O Ministério Público Eleitoral (MPE) solicitou à Justiça Eleitoral a impugnação do registro de candidatura de Tibério Limeira (PSB), que disputa uma vaga de deputado estadual nas eleições de 2026. O ex-secretário de Estado é uma das apostas do partido para a Assembleia Legislativa da Paraíba.
A representação apresentada pela Procuradoria Regional Eleitoral tem como principal fundamento a rejeição das contas de Tibério referentes ao exercício de 2021, quando ele comandava a Secretaria de Estado do Desenvolvimento Humano (SEDH).
O caso está relacionado à execução do Programa Cartão Alimentação. Em dezembro de 2023, o Tribunal de Contas do Estado da Paraíba (TCE-PB) apontou inicialmente um débito de R$ 4,1 milhões por despesas que não teriam sido devidamente comprovadas, além de aplicar uma multa de R$ 13,3 mil.

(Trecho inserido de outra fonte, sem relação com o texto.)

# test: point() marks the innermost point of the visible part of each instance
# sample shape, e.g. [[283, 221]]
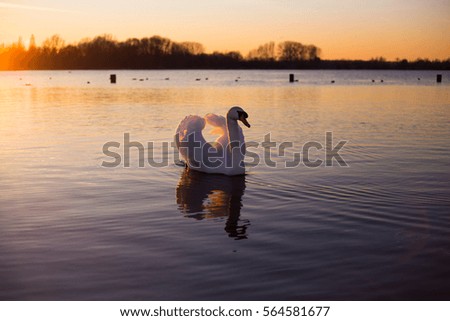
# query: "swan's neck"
[[233, 134]]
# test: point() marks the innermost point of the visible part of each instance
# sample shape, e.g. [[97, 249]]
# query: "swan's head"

Posteriormente, o valor foi revisado para cerca de R$ 1,5 milhão. Apesar da redução, o Tribunal manteve o entendimento pela irregularidade das contas.
MPE aponta inconsistências no programa
Segundo o Ministério Público Eleitoral, a fiscalização encontrou falhas nos mecanismos de controle da Secretaria, além de divergências nos registros utilizados para comprovar a distribuição dos benefícios do Cartão Alimentação.

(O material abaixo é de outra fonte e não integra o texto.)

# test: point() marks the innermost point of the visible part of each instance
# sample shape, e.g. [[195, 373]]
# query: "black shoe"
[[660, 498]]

Uma nova análise, realizada com metodologia considerada mais favorável à defesa do ex-secretário, ainda teria identificado 2.662 inconsistências. Desse total, 2.274 estavam relacionadas a problemas em números de CPF e outras 388 envolviam beneficiários ou responsáveis que já haviam morrido.
Para a Procuradoria, a permanência das irregularidades, somada à existência de mais de R$ 1,5 milhão em despesas sem comprovação, impede que o caso seja classificado apenas como uma falha administrativa ou formal.
Na ação, o MPE argumenta que as circunstâncias apontadas pelo Tribunal de Contas demonstrariam a existência de conduta consciente na administração dos recursos públicos, considerando fatores como a duração das irregularidades, o volume financeiro envolvido e a quantidade de registros inconsistentes.
Caso pode gerar inelegibilidade
A Procuradoria Regional Eleitoral sustenta que estão presentes os requisitos para aplicação da hipótese de inelegibilidade prevista no artigo 1º, inciso I, alínea “g”, da Lei Complementar nº 64/1990.
A norma estabelece restrições eleitorais para pessoas que tenham contas rejeitadas por irregularidade insanável caracterizada como ato doloso de improbidade administrativa, dentro das condições previstas pela legislação.
A ação apresentada pelo Ministério Público ainda será analisada pelo Tribunal Regional Eleitoral da Paraíba (TRE-PB), que deverá decidir sobre o pedido de impugnação.
Decisão anterior sobre as contas foi derrubada
A situação de Tibério Limeira também passou por uma disputa judicial nas últimas semanas. No fim de julho, a Vara de Executivos Fiscais concedeu uma tutela de urgência que suspendia os efeitos das decisões do TCE-PB responsáveis pela reprovação das contas.
O Tribunal de Contas e o Ministério Público recorreram da decisão. Posteriormente, juízes convocados do Tribunal de Justiça da Paraíba (TJPB) restabeleceram os efeitos dos acórdãos do TCE.
Na avaliação do TJ, a Vara de Executivos Fiscais teria avançado sobre questões relacionadas ao mérito técnico da decisão tomada pelo Tribunal de Contas. O recurso apresentado contra a decisão, no entanto, ainda não teve seu mérito analisado definitivamente.
Com a suspensão derrubada, permanecem os efeitos da decisão que considerou as contas irregulares e determinou a imputação do débito. Para o MPE, esse cenário mantém a possibilidade de incidência da causa de inelegibilidade apontada na ação.
Defesa ainda não se manifestou
O ex-secretário Tibério Limeira foi procurado para comentar o pedido de impugnação apresentado pelo Ministério Público Eleitoral, mas não havia se manifestado até a publicação da matéria.
O espaço permanece aberto para eventual posicionamento da defesa.